Ha sido la casualidad y también el vicio compulsivo con el que se me abren las ganas de leer cuando estoy sentado en el inodoro; y también, por qué no decirlo, la urgencia que me ha impedido agenciarme alguna otra lectura a la hora de entrar en el cuarto de baño, la que me ha hecho reparar en la recomendación que figuraba escrita en el canuto de cartón en que viene enrollado el papel higiénico.

Soy especialmente sensible a esta clase de mensajes en los que las cosas, los objetos o seres inanimados adoptan una identidad y hablan en primera persona. Lo que no sabré explicar es por qué, al instante, he captado el hondo sentido que llevaba implícito ese mensaje, hasta el punto de llegar a pensar que si hoy tuviera que escribir un poema de amor, lo haría utilizando ese único verso revelador y magnífico, repitiéndolo una vez tras otra en los mismos seis idiomas en que viene estampado en el tubo de cartón.

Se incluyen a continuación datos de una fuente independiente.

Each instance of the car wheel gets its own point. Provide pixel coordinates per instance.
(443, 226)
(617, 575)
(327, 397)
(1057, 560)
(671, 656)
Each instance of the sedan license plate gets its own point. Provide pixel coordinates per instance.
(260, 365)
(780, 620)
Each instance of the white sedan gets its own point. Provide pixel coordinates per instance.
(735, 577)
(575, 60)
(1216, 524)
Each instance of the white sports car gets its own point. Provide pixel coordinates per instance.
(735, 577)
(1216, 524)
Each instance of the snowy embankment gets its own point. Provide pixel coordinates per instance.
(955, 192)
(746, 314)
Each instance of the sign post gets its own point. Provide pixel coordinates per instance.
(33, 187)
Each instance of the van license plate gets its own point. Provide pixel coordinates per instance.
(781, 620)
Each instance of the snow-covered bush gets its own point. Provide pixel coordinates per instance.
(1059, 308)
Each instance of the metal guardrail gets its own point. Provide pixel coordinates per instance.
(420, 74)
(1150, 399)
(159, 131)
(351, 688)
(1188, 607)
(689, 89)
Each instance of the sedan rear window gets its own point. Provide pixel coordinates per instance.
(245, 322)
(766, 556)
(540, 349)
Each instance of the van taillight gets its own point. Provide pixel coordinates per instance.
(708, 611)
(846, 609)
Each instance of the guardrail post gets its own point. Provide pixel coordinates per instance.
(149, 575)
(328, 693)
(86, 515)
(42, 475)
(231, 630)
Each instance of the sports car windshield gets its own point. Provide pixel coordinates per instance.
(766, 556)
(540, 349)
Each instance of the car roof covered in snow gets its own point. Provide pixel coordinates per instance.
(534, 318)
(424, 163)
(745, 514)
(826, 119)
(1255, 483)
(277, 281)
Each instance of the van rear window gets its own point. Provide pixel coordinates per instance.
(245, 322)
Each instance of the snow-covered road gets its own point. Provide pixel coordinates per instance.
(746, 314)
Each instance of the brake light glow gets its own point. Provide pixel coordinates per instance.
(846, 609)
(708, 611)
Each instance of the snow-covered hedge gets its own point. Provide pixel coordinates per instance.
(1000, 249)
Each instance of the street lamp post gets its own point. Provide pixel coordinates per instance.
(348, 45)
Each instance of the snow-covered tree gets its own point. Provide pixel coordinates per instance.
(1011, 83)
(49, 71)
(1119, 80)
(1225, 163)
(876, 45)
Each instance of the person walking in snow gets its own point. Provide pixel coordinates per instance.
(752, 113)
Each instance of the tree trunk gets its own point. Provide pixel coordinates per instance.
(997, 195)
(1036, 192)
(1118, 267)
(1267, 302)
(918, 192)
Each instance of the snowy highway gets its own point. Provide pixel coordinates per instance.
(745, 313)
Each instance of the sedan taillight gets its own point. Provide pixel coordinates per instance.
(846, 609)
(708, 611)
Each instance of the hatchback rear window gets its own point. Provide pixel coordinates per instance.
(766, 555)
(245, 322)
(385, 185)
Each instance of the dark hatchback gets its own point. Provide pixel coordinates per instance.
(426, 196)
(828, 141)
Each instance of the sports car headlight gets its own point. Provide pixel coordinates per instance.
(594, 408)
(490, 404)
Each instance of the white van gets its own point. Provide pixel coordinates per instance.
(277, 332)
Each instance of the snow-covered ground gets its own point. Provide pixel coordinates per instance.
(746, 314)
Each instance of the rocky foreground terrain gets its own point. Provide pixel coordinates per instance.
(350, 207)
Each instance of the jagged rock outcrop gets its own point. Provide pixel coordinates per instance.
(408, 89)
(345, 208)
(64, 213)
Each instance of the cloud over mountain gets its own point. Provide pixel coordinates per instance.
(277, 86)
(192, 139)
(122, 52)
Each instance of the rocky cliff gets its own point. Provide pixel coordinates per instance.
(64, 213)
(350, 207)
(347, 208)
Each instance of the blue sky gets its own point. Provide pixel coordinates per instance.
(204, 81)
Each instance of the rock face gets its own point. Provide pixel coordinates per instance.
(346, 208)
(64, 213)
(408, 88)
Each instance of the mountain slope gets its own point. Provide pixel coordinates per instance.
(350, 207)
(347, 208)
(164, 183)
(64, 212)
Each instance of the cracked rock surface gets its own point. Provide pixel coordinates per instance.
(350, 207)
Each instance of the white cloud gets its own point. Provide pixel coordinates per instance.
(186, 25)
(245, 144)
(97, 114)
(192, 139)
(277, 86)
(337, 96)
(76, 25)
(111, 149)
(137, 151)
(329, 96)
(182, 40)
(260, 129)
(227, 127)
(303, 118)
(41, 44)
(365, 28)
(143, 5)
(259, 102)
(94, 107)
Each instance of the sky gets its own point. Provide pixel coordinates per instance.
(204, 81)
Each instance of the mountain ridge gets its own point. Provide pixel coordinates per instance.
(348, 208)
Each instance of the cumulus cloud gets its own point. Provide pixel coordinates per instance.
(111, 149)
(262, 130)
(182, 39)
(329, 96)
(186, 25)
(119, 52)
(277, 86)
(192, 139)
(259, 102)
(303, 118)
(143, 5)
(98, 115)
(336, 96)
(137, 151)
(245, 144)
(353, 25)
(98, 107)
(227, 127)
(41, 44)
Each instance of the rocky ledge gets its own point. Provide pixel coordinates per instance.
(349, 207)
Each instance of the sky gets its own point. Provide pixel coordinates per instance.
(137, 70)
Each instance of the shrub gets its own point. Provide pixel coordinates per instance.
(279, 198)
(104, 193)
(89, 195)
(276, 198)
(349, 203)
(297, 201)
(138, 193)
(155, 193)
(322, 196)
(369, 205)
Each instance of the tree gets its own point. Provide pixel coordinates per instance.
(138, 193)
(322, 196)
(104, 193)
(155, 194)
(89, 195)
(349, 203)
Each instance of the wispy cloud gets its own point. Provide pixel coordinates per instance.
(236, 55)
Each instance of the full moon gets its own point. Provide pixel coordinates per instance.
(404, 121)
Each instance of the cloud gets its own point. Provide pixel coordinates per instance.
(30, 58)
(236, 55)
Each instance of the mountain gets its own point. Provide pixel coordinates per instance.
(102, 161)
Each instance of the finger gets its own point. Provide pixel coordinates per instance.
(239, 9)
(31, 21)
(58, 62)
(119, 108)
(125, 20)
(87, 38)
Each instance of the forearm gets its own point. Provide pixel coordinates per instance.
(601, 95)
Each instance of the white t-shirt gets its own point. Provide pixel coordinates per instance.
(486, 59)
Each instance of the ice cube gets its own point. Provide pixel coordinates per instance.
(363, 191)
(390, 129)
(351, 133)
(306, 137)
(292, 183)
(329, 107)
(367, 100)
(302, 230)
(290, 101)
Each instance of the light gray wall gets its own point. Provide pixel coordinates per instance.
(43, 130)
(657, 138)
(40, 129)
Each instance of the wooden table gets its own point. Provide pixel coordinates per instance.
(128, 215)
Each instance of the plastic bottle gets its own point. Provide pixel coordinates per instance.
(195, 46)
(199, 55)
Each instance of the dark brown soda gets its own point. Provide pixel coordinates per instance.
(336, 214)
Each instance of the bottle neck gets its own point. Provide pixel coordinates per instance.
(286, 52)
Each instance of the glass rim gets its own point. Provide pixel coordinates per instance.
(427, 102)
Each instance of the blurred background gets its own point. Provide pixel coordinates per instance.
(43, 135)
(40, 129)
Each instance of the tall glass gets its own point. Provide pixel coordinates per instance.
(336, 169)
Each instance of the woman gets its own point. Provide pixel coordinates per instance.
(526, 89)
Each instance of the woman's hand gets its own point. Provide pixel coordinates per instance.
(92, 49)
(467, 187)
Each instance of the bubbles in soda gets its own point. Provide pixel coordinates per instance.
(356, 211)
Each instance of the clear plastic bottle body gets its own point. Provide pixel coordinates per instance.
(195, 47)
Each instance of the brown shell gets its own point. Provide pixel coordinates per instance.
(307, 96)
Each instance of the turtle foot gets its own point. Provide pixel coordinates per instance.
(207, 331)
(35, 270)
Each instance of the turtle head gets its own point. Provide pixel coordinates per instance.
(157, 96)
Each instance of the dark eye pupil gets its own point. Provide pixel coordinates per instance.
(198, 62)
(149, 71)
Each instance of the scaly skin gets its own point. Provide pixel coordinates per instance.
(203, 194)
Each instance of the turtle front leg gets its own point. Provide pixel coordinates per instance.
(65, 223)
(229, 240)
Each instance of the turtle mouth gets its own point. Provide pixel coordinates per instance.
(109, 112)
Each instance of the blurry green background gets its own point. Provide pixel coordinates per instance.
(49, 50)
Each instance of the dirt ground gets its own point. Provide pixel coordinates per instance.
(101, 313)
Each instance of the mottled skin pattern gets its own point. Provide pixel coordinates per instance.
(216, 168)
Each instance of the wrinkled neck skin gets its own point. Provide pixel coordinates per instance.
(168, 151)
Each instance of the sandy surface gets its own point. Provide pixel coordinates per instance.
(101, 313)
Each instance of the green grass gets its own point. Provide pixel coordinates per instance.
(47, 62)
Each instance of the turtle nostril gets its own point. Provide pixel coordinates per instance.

Así vendría a quedar la cosa:

Puedes tirarme al inodoro, amor mio, 100% garantizado.
Podes deitar-me na sanita, 100% garantido.
You can flush me down the toilet, 100% guaranteed.
Vous pouvez me jeter dans les toillettes,100% garanti.
Je kan mij het toilet werpen, 100% gegarandeerd.
Mi puoi gettare, amore, nel water, 100% garantito.

¿A qué mujer en el mundo, por adiestrada que estuviese en las doctrinas preventivas, de raiz feminista, que corren últimamente por esta parte de occidente, no le temblaría la mano a la hora de tirar de la cadena ante una declaración de amor tan acabada, y biodegradable, como esa?

domingo, 1 de abril de 2012

Sistema solar.


Durante gran parte de la noche estuve oyendo la noticia en el segmento marginal de los informativos, esa noticia que ha de rellenar un hueco en caso de que quede hueco, es decir que su existencia depende de la gordura de las hermanas que la preceden, como en cualquier lechigada de gorrinos; escuché, digo, la noticia de que el sol estaba teniendo últimamente mucha actividad. Nadie puede hacerse una idea de cuanta actividad puede llegar a tener el sol, hasta que lo sufre a campo abierto en una de estas absurdas zonas del mundo en que les gusta residir a los anticiclones. Llevamos meses y meses de anticiclones impertérritos. Pero la noticia no se refería a esa clase de actividad. En los últimos días, y no sé si eso es posible, pero lo dijeron, habían tenido lugar catorce tormentas solares. La emanación magnética de dichas tormentas (repito como un loro lo que oí, no sé si las tormentas emanan o no) creaban muchos problemas en las comunicaciones por ondas. Las interferencias, un chisporroteo desagradable que yo oía en aquel momento en el transistor, (nos lo anunciaba el locutor), podían deberse a esas tormentas solares. Aflojé el ritmo de mi respiración para poder calibrar adecuadamente lo que significaban aquellas palabras. Deduje que aquellas interferencias vendrían a ser algo así como si el sol se estuviese dirigiendo a nosotros en un mensaje nocturno a través de la radio.
Aproveché otro momento de apnea para pensar. El sol tiene a todos sus planetas a raya, unos congelados, otros abrasados, otros repletos de ácido sulfúrico. Una estrella en la que se producen desintegraciones atómicas cada milésima de segundo, ha de tener sospechas, por fuerza, de que a este planeta nuestro no llegan claras sus órdenes.
Yo, para preservarme, apagué el transistor. Tengo una edad demasiado proclive a las interferencias. Podría llegar a entenderlas.